Appena uscì lei era lì, come tutte le sere, donna sfatta e sporca e formosa, stasera sicuramente sarebbe riuscito a parlargli, gettò la spazzatura, un mezzo per il fine ampliamente desiderato, si diresse verso di lei.
Quella donna era all'angolo tutte le sere, ragazza dell'est dallo sguardo vacuo avente una clientela rabbiosa e difficilmente gestibile, non aveva mai notato il nostro eroe, una sfumatura del contesto urbano che la rivestiva, non se ne sarebbe mai accorta a meno che ...
Camminava incerto, il freddo gli morse la nuca, la salute malferma lo stava rimproverando, il suo sguardo miope mise a fuoco quella realtà così distante dalla sua, una donna poco raccomandabile, appartenente ad un mondo che non era il suo, capace di svegliare in lui un piacere antico, un fremito primitivo, stava camminando.
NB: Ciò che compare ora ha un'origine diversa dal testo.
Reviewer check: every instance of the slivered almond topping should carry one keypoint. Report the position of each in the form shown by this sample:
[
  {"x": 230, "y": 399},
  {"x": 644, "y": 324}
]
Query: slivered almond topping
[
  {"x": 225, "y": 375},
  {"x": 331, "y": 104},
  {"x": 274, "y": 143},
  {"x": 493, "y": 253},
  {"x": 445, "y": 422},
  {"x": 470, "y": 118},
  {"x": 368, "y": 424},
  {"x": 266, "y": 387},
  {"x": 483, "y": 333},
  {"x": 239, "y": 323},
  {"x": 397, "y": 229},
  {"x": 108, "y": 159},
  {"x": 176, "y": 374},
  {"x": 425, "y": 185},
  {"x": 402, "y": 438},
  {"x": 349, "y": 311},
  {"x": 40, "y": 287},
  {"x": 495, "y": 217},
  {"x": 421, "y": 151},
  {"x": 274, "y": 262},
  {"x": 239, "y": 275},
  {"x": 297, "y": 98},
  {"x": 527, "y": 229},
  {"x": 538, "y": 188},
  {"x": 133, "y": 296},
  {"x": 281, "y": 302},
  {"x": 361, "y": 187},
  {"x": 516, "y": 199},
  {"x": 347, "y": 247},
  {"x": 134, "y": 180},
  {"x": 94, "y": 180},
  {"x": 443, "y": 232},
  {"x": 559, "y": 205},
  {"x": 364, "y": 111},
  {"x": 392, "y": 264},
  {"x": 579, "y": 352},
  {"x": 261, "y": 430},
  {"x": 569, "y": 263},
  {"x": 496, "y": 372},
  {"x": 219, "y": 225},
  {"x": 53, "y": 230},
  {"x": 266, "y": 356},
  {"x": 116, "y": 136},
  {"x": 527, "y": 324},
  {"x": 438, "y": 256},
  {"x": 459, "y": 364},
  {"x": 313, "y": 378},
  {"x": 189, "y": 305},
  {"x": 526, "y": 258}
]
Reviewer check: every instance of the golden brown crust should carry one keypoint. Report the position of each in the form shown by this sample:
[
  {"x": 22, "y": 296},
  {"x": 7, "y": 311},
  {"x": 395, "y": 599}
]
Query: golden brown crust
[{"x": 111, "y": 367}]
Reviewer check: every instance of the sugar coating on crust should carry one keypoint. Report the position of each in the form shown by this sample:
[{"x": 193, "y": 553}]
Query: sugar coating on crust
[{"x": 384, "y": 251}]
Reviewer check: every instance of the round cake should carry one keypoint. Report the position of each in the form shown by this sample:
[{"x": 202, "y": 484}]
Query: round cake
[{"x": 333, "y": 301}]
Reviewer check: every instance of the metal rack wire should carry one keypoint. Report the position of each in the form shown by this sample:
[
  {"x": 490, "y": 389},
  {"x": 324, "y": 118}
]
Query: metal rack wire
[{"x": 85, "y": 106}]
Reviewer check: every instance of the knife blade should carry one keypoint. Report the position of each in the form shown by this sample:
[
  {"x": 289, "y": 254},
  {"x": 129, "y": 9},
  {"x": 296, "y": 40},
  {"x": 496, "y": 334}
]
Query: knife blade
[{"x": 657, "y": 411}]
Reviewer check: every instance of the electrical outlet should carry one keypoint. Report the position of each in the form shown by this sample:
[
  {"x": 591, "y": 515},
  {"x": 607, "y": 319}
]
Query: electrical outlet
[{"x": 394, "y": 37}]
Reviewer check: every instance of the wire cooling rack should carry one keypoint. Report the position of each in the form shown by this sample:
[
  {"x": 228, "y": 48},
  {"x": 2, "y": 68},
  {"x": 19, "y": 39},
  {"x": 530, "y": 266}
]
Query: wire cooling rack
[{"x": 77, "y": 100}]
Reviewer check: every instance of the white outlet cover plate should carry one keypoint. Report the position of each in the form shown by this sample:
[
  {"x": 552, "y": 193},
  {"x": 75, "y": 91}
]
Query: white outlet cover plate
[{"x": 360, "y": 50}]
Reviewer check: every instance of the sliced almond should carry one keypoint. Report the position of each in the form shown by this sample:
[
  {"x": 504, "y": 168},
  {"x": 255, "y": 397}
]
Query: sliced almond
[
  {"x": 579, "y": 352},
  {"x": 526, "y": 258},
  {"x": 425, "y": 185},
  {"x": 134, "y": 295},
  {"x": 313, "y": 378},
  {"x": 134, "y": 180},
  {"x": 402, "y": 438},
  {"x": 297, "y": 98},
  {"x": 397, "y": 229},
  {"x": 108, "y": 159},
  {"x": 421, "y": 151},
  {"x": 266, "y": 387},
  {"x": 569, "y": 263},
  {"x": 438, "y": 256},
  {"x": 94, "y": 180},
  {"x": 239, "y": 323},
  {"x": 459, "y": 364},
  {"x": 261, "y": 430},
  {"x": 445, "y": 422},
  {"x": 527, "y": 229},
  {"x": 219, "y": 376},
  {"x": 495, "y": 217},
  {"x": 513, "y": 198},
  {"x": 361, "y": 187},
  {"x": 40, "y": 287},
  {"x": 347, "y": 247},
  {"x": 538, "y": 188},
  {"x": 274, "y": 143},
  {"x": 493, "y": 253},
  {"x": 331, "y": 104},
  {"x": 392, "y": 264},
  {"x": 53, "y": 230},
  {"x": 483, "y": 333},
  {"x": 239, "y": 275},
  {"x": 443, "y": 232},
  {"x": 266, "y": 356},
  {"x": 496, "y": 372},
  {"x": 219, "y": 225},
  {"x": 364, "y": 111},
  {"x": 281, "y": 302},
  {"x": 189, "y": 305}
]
Ovviamente non le disse nulla, come tutte le altre sere, ma ci sarebbe stato il giorno dopo.
La giornata era stata particolarmente pesante oggi, mise sul fuoco l'acqua per una tisana ma prima  avrebbe portato giù la spazzatura; il momento più bello della giornata.
Scese eccitato, più forte che mai, aprí la porta ma lei 


Non c'era

 

Peccato

 

Stasera di sicuro le avrebbe detto qualcosa.